Authentic care involves a way of being. A capacity to be caring is reinforced by attunement to these existential ways of understanding.

CONCLUSION | TAKEAWAYS

What could caring for all of life – and not just human life – mean for design?

A key design quality is caring attention. Sometimes ecosystems need repair, at other times they need to he left alone.

Another challenge for design: Care is not linear, but cyclical. It’s not a project with a deadline. You don’t ‘sign off’ on care. Care is never finished.

I said at the start that Designing for Life happens, for the most part, in places. It is not a state of mind. It is not a box to be ticked, nor an expert to consult.

On the contrary. Designing for life is an ongoing practice. This practice involves caring, learning, and being.

The essence of ecological design care is to see the pattern of life as a connected whole – from biome, to bioregion.

The power of connection between people and place is a key ingredient. Within this overall ecosystem, diverse economies coexist – but nature and humans are not separate in these activities. An interweaving of matter, perception and experience is a fundamental dimension of existence. (continue below images)

Our attention to the real world may have been distracted, but it is not irreversible. My last two books are about how design, art, and science, today, foster new ways of knowing and being in the world.

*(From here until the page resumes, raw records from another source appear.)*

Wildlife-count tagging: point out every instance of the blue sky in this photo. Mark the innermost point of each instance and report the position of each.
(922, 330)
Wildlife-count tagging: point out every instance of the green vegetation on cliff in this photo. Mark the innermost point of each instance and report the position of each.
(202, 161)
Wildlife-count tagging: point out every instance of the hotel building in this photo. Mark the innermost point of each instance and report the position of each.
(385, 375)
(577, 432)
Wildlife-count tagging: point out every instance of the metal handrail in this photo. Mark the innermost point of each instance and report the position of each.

The examples I write about involve literally “vital” design activities that enable encounter and community. These activities are embodied, and situated. They involve new modes of thinking, perceiving, and being that align our thinking selves and our embodied selves.

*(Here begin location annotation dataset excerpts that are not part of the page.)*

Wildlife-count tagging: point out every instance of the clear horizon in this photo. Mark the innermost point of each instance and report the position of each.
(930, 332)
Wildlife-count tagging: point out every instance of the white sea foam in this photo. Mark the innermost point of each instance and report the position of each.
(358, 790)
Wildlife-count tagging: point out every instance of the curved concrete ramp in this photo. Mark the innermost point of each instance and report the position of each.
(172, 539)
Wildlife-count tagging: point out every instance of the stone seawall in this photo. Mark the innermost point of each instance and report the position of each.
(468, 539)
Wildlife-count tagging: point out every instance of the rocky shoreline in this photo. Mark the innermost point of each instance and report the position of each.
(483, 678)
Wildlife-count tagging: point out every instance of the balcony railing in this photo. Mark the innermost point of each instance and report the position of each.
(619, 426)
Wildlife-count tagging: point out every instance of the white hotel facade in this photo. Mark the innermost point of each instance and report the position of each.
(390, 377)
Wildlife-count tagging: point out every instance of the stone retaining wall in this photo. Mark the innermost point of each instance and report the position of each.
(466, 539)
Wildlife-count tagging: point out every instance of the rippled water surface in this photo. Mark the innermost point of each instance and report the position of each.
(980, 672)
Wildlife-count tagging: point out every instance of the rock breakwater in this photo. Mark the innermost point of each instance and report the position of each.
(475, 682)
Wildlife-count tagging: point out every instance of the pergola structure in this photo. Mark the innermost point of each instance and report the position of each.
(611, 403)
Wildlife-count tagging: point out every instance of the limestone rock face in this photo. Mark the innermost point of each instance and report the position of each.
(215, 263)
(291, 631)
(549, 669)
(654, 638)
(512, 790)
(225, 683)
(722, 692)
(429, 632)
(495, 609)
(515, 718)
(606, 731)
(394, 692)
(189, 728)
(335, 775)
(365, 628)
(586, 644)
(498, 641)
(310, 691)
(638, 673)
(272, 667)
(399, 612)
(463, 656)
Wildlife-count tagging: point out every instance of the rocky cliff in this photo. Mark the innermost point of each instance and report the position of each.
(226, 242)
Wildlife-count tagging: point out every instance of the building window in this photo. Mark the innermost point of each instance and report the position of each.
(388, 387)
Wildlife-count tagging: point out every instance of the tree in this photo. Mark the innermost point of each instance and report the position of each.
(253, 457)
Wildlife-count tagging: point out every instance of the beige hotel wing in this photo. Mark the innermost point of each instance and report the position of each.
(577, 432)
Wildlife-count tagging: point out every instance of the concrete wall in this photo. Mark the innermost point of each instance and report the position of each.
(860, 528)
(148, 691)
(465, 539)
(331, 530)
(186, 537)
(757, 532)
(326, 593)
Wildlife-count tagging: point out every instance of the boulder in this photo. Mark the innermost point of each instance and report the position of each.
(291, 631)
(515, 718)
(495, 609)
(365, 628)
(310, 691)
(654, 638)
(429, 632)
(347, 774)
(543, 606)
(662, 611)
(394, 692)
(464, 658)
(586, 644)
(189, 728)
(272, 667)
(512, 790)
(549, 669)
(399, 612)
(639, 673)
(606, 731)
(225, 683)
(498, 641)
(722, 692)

Design, in particular, can enable new relationships with the many other beings of our world.

Connecting with nature is a journey, not an action. When Copernicus proved that the earth revolves around the sun, rather than vice versa, it took a further 100 years of argument before the news really sunk in.

The essence of ecological thinking is to see the pattern of life as a connected whole. This kind awareness can be recovered. It can be cultivated – but it will take time. On such a fundamental issue as our place within nature, learning to think and feel our way into an ecological world view is a lifelong journey.

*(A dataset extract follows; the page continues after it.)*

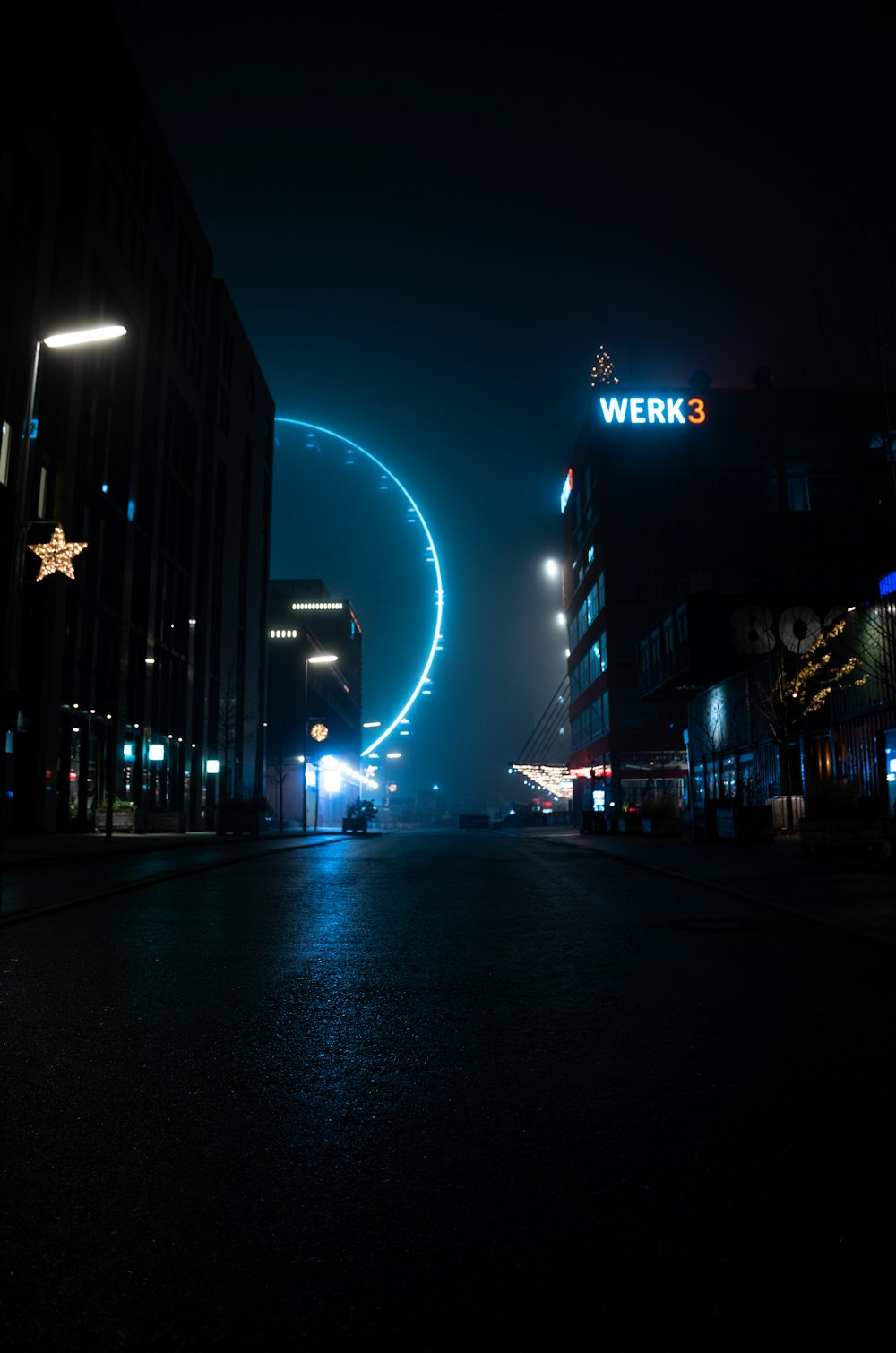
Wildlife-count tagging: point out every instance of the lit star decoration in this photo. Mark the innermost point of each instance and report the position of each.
(602, 369)
(57, 555)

I owe the last word to the philosopher Andreas Weber, to whom I am grateful for the title of this talk: “If we design well we design for shared aliveness” (See: Enlivenment Toward a Poetics for the Anthropocene, Andreas Weber, 2019 https://mitpress.mit.edu/9780262536660/

Thank you!

This text is based on my keynote talk at the Second Design Ethics Conference, Institute of Design Ethics, Guangdong University China 04 March 2023. My title at the event was “Designing for Shared Aliveness: Caring, Learning, Being”. The conference was curated by Professor Zhang Li, Director of the Design Ethics Research Institute, Guangdong University of Technology.